И тут на нашем берегу вдруг заработал пулемет, застучали винтовки. Испугался я сначала: „Неужто мотоциклисты вернулись? Ударят в спину!..“ Прислушался. Свои! Наш „максим“ бьет. Экономно. Короткими очередями… Откуда ж вы, родные мои?! Да как вовремя! Немцы по ту сторону моста пытались речку форсировать. Вот наши им и всыпали… Глянул на пушку Семенихина, а у него в расчете уже четверо. Еще двое из лесу вышли.

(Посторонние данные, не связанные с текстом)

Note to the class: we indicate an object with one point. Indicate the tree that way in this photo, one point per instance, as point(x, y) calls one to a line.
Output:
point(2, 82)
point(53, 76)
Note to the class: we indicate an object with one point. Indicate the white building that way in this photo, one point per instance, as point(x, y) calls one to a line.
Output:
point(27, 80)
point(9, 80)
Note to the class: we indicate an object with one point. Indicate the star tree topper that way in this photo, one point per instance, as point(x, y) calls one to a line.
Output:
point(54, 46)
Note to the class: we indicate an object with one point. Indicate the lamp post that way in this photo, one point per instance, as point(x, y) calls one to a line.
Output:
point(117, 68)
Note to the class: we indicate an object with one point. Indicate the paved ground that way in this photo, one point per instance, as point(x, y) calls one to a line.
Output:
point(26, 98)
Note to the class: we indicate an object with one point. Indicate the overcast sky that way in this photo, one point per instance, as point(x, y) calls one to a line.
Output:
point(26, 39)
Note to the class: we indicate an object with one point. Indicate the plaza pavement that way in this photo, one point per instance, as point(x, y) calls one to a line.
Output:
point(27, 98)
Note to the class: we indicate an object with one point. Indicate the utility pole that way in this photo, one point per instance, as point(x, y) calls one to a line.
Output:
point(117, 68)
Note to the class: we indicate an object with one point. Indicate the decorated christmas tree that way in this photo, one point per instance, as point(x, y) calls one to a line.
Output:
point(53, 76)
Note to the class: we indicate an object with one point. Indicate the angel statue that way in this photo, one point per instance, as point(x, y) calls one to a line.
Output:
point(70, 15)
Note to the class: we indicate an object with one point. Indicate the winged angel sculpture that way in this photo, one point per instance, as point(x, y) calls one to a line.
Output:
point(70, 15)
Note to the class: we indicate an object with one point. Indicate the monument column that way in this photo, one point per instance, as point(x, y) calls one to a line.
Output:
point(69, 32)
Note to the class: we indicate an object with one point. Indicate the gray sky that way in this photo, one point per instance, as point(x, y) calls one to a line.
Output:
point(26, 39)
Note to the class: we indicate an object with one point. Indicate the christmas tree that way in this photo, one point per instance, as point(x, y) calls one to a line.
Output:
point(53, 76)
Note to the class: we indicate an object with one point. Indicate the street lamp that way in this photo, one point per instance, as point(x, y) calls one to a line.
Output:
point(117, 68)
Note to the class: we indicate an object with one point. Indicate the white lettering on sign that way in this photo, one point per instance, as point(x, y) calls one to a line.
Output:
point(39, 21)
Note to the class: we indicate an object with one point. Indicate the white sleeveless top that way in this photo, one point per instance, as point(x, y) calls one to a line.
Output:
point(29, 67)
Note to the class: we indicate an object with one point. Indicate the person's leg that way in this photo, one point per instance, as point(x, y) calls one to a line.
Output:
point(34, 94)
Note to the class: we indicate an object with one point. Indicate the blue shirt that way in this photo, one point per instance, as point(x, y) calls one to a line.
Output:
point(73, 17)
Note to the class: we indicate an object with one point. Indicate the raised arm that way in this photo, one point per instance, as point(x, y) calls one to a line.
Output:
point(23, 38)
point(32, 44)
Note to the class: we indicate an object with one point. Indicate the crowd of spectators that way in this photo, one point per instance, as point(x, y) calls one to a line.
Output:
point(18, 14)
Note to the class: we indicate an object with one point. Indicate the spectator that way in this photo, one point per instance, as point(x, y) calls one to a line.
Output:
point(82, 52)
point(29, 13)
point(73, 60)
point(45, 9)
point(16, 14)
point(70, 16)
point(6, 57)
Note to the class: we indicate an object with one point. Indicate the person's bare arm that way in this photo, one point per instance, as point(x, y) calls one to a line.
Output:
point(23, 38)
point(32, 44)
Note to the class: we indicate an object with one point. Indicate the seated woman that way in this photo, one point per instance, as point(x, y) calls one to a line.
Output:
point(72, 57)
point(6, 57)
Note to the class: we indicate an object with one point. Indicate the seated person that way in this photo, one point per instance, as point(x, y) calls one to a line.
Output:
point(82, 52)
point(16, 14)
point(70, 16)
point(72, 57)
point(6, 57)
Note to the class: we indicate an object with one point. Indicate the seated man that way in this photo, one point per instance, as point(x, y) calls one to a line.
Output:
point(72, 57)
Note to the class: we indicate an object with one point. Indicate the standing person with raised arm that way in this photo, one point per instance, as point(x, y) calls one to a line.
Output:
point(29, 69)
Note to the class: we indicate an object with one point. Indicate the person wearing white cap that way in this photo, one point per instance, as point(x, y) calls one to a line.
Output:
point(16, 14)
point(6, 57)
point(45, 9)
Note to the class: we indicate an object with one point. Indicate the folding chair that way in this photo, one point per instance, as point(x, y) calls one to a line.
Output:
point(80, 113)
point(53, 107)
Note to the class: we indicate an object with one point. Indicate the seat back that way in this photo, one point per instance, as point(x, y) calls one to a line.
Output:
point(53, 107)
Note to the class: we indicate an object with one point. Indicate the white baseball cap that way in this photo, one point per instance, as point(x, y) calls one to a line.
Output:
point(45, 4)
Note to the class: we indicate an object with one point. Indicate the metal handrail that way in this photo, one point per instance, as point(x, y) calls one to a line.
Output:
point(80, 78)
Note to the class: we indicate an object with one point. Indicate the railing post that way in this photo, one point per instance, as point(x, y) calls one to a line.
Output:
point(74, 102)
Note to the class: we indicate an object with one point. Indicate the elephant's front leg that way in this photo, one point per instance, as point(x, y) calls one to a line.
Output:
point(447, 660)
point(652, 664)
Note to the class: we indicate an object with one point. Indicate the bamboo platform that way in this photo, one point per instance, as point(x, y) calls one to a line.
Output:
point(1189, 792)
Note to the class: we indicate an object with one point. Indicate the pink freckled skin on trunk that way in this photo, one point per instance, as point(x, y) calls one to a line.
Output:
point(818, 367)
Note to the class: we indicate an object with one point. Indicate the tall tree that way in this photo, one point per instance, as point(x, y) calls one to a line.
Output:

Приказал Алымову перейти к моему орудию. Артиллерист же. Лучше моего кумекает. Пока он за снарядами побежал, я — к пушке., И тут как рвануло поблизости. „Танк немецкий вдоль берега за деревьями подкрался, — успел подумать я. — Сейчас снова ударит…“

Пришел в себя уже в госпитале. Как попал, ума не приложу. А через неделю к нам в палату новенького положили. Глянул. Алеша! Боец тот, что первым на подмогу пришел… Когда чуть окреп он, сам позвал меня к себе:

— Не прошли танки, товарищ командир!

— Какой я командир, — говорю. — Рядовой я, как и ты.

— Нет, — отвечает, — там вы самый большой командир были.

— Ну ладно. Как вы там?

— Да как. Уперлись… Когда вас ранило, вскоре и подмога пришла. Из лесу еще раненые вышли. Три орудия подняли. Ночью саперы мост рванули… Так на Веселушке и споткнулись фрицы.